OT: Siemens sees Linux desktops at 20% of market by 2008 --recommends GNOME over KDE

Kurt Pfeifle kpfeifle at danka.de
Fri Aug 15 17:37:41 BST 2003

Some interesting quotes:

   "Siemens Business Systems, the $6 billion global IT consulting
    and outsourcing company, has conducted extensive testing with
    real-world, non-technical workers and is declaring that Linux
    has matured as a desktop and will quickly vault to the #2
    most-installed OS in the world."

   "Senior program manager Duncan McNutt, who has overseen Siemens's
    testing of Linux desktops with users and administrators in
    enterprise settings, believes that Linux will grow quickly as
    a desktop OS because it can deliver equal productivity at
    significantly lower costs than Windows in very large enterprise
    environments -- installations of 4,000 to 40,000 desktops."

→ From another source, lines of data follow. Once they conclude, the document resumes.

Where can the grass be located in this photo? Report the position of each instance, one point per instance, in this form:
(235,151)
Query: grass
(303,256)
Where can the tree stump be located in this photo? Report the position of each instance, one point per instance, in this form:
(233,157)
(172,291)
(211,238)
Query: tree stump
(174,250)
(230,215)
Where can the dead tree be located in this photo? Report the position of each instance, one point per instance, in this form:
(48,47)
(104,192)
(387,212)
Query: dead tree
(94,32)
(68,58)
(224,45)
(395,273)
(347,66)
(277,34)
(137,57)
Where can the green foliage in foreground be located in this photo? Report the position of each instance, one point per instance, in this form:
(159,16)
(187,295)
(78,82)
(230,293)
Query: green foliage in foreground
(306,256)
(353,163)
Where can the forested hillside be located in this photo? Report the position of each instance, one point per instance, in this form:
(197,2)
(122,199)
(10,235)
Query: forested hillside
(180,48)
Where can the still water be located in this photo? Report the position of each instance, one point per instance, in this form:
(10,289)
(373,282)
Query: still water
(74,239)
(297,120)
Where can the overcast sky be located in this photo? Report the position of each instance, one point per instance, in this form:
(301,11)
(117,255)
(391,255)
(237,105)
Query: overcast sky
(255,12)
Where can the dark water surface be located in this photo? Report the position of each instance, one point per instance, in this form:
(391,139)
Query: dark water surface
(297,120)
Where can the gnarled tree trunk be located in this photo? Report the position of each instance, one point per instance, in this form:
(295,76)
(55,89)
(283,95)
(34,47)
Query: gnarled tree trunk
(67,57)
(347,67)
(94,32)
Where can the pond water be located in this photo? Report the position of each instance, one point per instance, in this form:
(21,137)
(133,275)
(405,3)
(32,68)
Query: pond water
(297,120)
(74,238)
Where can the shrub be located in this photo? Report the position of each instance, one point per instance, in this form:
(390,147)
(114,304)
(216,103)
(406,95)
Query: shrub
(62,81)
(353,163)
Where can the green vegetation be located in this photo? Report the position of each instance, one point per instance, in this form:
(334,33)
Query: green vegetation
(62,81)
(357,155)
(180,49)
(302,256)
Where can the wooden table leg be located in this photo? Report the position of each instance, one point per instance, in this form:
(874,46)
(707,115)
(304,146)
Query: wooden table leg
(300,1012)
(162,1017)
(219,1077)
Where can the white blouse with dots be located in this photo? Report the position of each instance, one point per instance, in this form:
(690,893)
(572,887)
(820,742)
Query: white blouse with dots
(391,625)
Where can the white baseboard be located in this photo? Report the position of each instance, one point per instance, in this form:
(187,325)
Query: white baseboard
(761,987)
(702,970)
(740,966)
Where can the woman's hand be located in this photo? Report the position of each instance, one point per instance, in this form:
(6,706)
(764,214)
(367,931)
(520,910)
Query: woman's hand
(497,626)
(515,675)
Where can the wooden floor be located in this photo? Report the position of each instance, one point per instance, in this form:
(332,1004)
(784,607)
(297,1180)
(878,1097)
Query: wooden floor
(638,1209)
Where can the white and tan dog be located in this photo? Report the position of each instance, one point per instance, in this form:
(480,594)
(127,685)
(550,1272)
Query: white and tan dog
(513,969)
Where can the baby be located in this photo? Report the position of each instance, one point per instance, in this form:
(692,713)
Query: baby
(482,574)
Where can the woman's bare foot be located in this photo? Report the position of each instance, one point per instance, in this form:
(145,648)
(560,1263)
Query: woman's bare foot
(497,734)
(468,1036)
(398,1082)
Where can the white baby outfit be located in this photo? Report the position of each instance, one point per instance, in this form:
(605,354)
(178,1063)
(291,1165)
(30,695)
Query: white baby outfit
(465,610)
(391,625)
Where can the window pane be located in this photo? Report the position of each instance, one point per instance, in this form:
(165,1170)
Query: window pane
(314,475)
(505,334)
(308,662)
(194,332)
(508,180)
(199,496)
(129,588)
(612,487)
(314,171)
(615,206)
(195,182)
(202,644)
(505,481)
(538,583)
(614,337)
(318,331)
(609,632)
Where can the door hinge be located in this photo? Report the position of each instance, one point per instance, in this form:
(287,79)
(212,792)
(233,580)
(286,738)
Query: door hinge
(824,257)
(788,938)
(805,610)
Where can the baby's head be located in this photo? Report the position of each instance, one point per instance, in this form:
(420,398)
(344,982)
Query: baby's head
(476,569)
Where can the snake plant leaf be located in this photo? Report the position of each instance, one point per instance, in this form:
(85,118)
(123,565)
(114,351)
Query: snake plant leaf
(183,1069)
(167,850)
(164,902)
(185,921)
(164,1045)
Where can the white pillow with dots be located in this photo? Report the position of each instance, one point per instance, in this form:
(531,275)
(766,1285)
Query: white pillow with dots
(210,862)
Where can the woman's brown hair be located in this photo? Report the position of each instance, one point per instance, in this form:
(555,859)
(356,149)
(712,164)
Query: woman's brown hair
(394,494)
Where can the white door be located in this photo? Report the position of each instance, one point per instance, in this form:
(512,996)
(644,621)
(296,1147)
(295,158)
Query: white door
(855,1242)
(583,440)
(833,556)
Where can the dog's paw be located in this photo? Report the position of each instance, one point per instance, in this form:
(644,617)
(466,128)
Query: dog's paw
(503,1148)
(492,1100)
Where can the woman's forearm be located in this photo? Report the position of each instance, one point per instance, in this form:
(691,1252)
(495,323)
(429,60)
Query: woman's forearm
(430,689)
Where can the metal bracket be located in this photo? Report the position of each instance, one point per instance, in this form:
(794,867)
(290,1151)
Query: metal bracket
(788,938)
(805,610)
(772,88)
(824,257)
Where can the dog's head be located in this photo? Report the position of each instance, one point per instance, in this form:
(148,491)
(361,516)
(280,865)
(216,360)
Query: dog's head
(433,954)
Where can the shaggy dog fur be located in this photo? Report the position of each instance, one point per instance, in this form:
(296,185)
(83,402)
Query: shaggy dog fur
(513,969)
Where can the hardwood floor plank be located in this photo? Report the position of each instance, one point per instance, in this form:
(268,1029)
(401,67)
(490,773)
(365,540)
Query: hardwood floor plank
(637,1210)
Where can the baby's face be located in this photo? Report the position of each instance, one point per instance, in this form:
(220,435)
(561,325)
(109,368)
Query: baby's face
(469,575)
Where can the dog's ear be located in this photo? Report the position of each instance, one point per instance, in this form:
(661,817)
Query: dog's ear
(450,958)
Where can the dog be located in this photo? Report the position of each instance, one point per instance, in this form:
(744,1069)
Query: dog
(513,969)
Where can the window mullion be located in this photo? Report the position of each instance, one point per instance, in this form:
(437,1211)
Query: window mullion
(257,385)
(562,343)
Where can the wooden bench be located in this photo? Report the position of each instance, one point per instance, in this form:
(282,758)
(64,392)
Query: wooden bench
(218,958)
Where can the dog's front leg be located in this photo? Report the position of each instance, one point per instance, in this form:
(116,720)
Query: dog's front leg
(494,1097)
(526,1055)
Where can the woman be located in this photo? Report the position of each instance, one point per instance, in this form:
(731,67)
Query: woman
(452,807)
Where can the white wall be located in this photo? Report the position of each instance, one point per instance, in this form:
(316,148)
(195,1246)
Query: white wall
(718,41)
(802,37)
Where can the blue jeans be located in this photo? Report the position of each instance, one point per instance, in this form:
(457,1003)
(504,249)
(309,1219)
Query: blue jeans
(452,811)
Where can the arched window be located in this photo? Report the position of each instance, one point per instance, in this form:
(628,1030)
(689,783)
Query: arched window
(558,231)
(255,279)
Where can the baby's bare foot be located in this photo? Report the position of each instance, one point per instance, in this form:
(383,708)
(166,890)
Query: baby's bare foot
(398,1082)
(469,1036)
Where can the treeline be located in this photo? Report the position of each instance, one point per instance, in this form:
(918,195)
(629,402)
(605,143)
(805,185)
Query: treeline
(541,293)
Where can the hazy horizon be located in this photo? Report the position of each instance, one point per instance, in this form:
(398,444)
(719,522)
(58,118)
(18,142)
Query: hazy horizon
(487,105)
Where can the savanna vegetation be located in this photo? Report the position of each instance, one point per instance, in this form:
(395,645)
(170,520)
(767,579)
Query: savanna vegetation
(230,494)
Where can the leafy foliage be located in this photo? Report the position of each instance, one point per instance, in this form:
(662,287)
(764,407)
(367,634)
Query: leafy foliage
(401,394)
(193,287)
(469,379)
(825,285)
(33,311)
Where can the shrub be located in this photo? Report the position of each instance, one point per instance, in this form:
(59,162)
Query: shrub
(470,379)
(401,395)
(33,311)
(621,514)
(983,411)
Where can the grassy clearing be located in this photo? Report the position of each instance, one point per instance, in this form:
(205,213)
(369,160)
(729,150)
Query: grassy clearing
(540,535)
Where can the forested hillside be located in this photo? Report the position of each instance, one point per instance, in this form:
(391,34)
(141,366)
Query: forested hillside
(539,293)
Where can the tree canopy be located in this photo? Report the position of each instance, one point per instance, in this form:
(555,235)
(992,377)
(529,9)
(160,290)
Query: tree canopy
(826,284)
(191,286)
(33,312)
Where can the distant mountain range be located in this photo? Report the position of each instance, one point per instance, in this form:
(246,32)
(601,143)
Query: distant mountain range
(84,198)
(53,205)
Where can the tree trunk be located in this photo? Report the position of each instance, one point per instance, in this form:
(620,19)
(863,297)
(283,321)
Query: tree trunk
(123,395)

   "McNutt says that when Siemens, with 33,000 employees in 44
    countries, initially evaluated Linux as a productivity desktop,
    it saw little utility outside of technical departments. 'We
    didn't see Linux on the desktop as a major market, but we were

   "However, McNutt, interviewed by phone from Frankfurt, says
    Siemens has been prodded to investigate the viability of
    Linux on the desktop by customers who are both impressed
    by the success of Linux servers and annoyed by Microsoft's
    pricing and licensing policies."

   "The stakes are high, says McNutt: even a single day of
    productivity lost to technology issues like version upgrades,
    multiplied by 10,000 or more workers, quickly shows up on
    enterprise customers' balance sheets, and that's very bad
    news for the CIO. So, while lower IT costs are 'very important'
    to large customers, maintaining productivity is even more

   "That's why testing was conducted with 'secretaries and
    managers, not IT people.' McNutt believes that the Ximian
    desktop and application suite, running on either SuSE or Red
    Hat, requires two days of training, which is the same as what
    most enterprises budget for a Windows/MS Office version upgrade:
    one day to acquaint users with the desktop, and one day to
    introduce the OpenOffice suite."

   "McNutt went on to say that Ximian's suite -- consisting of a
    Gnome-based Linux desktop, Evolution mail and calendar app, a
    tweaked OpenOffice suite, and Red Carpet admin tools -- can be
    deployed in very large enterprises at lower cost and with no
    greater disruption than a Windows upgrade, and with significant
    savings going forward. McNutt says that Linux will save 20% to
    30% in administration costs, 50% in hardware costs, and 80% in
    licensing fees."

   "Siemens has no 'religious' attachment to a particular distro
    or desktop environment. Before settling on Ximian, Siemens
    evaluated plain vanilla Gnome and KDE as well. Siemens found
    KDE to be more 'Windows-like' than Gnome, but that lead to
    problems when non-technical users expected a more Windows-like
    experience. Gnome, particularly Ximian's version, was 'different
    enough" to set user expectations that the experience would be
    less like Windows, which led to fewer adoption problems.'"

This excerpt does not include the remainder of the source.